Thank you, and if I could and my congratulations to this transaction. Just getting back for a second in terms of the product line overlap, the only area it appears to me is in terms of the Heliax cable versus the CellReach cable, and am I correct in understanding, Frank, that the area of overlap is only about 2% of total revenues?

Frank Drendel - CommScope - Chairman, CEO

That’s correct, and you nailed it. You have followed both companies for years. And even there, the market differentiation between those two is such that those products could fit easily in other plants. So yes, it’s [fully] about 2%. (MULTIPLE SPEAKERS) What really makes this work, Larry, is you’ve followed both of these companies. Each of us had a very strong channel filled with very good products from our own manufacturing, but the channels were very broad, so we could take their products into our channel and our products into their channel, so both of these companies could increase opportunity without hardly catching capital needs to grow plant and efficiencies because we are all operating in the 80-85% capacity. So we have the chance to improve margin, but not necessarily huge sales increases.

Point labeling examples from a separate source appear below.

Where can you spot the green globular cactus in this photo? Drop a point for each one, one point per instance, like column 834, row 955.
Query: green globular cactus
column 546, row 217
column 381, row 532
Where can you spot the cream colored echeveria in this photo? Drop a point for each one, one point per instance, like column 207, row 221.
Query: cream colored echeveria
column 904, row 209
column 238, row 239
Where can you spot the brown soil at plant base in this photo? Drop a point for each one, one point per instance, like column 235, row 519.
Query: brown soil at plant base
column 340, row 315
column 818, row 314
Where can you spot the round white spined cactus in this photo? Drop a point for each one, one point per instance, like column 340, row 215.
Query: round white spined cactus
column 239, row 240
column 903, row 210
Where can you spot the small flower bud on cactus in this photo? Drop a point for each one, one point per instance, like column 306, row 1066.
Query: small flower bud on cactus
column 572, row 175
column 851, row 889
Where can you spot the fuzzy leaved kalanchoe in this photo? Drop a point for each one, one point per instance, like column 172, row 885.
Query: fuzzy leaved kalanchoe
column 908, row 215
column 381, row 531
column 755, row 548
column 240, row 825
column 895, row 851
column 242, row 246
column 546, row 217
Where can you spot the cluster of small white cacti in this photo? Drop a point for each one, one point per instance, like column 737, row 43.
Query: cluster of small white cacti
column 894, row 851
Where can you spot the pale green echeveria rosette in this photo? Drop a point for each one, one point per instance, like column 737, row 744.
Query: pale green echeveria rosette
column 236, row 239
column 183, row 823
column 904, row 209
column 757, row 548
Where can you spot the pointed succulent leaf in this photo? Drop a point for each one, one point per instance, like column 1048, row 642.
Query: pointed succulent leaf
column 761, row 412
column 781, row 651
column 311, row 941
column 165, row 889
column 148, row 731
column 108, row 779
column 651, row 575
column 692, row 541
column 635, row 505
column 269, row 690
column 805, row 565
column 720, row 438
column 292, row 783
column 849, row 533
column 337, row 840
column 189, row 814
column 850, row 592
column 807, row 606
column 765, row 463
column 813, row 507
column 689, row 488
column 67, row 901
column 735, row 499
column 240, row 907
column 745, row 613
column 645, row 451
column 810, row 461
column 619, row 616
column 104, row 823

Larry Harris - Oppenheimer - Analyst

I understand. And I assume there are a lot of competitors still in terms of this product [company] (MULTIPLE SPEAKERS) —

Frank Drendel - CommScope - Chairman, CEO

Absolutely, worldwide, and there are more coming on in China. Fortunately for us, our customers know this brand, they know the strength of Andrew, they know the strength of CommScope, so hopefully this will keep us competitive.

Larry Harris - Oppenheimer - Analyst

I understand. Thank you.

Frank Drendel - CommScope - Chairman, CEO

In closing, I want to thank all of you. This is the largest investor call either one of us have ever had, and we are anxious to have you all stay as investors and help us grow this business. We look forward to all of the Andrew employees and shareholders. This is a great deal for both companies. I want to thank Ralph, Marty and the entire Andrew team for the integrity, workman-like-ship that we went through this, all the study. I do appreciate and we look forward to bringing you more and clear up (inaudible) as we go forward. Thank you very much.

Operator

Thank you. This does conclude today’s teleconference. You may disconnect your lines at this time, and have a wonderful day.